Raise Your Hand if You’re Not a Spy

The summer is approaching its halfway mark. My work routine is well established and I eat an absurdly well prepared lunch every day. Most importantly, I have a great group of friends with which to play a nearly endless stream of games. For whatever reason, a good half of these games – Resistance, Avalon, Coup, One Night: Ultimate Werewolf, and Spyfall –  are centered around the mechanic of hidden roles. At the beginning of each game, each player is given a hidden role that determines what “team” they are playing on. For the bulk of these games, there are “the good guys” (hitherto the Resistance) and “the bad guys” (hitherto the Spies). The spies are trying to screw up the course of the game enough to claim victory, whereas the resistance is trying to determine who the spies are so that they can exclude them from deliberation and thus ensure that they win the game. If the spies are too obvious about their allegiance, their identity will be blown and they will lose the game. However, if they are too subtle, they won’t affect the game enough to tilt the balance in their favor. Meanwhile, the Resistance must determine who the spies are to avoid casting blame on another innocent member, and being targeted as spies themselves.

The games test your ability to lie, and more importantly, how trustworthy you are to the other players. The first few times I played each game I did the whole song and dance. When I was on the good guy side I analyzed every word, trying to divine the spies from fellow resistance. When a spy, I threw around just enough blame to continue being included in the action, and contributed to the find-the-spy analysis. After two to three plays of each game, however, I was repeatedly struck with the realization that each game is not totally independent. There is a crucial game element that is not refreshed by game, that changes the time bounds on optimal play from an hour to a few months. Do you know what it is?

Before I reveal and elaborate on this game piece, we must take a detour into game theory to show why it will become a problem. So hold the suspense for a moment and put your learning cap on. In The Prisoner’s Dilemma (sorry if you’ve already studied it three times), two men are arrested at the scene of a murder. The police know they are guilty, but lack the evidence to close the case. The only thing that could get the murderers in jail is for the criminals to either confess (not likely) or rat out the other murder. Immediately upon entrance to the police station the two men are placed into separate rooms and are not able to communicate with one another. Fortunately for the police, each man was holding jewelry from the scene of the crime when they were apprehended. Thus, if the police fail to convict the men for murder, they still have theft as a much smaller but non-trivial conviction. Hoping to use this smaller conviction as a counter weight, they police present both men with the following set of possibilities:

  • If you confess to your guilt and you were in a pair, you’ll go to jail for murder for 20 years
  • If you confess to your guilt and it was just you, you’ll go to jail for 30 years
  • If you’re innocent, you’ll still go to jail for theft, for 6 months to a year
  • However, if you’re truly innocent and help us out by ratting out your partner, we’ll let you go free

We define a strategy as a function that, given what your opponent does, outputs what you decide to do. For example, one strategy is to always mirror your opponent – Confess if your opponent confesses, stay silent if your opponent stays silent.

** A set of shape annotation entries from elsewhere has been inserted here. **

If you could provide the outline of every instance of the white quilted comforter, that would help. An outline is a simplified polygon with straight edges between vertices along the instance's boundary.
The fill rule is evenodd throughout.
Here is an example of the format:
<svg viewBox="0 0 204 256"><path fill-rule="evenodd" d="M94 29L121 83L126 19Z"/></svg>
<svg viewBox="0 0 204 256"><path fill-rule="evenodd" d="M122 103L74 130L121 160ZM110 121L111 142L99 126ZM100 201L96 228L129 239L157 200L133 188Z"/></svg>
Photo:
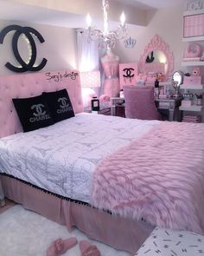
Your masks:
<svg viewBox="0 0 204 256"><path fill-rule="evenodd" d="M78 114L48 128L0 139L0 173L89 203L96 165L158 123Z"/></svg>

Each man is asked the following question: “Did your partner commit the murder?” The convicts aren’t in for a good time – not only will rational people rat our their partner, it is a dominant strategy to rat out the other murderer. In the context of game theory, a dominant strategy is a choice of strategy that results in the best possible outcome regardless of what the other player does. To see that this is in fact the case, consider the following set of payout possibilities:

  • P1 – Silent, P2 – Silent : Both get 6 months
  • P1 – Silent, P2 – Rat : P1 gets 30 years, P2 walks
  • P1 – Rat, P2 – Silent : P1 walks, P2 gets 30 years
  • P1 – Rat, P2 – Rat : Both get 20 years

For P1, choosing silence means you are either getting 6 months (if P2 is silent) or 30 years (if P2 rats you out). In contrast, choosing to rat out P2 means you are either walking (if P2 is silent) or 20 years (if P2 rats you out). Either way, P1 is better off ratting out P2. The same exact analysis applies for P2. Thus, the only equilibrium outcome is for both players to rat the other out.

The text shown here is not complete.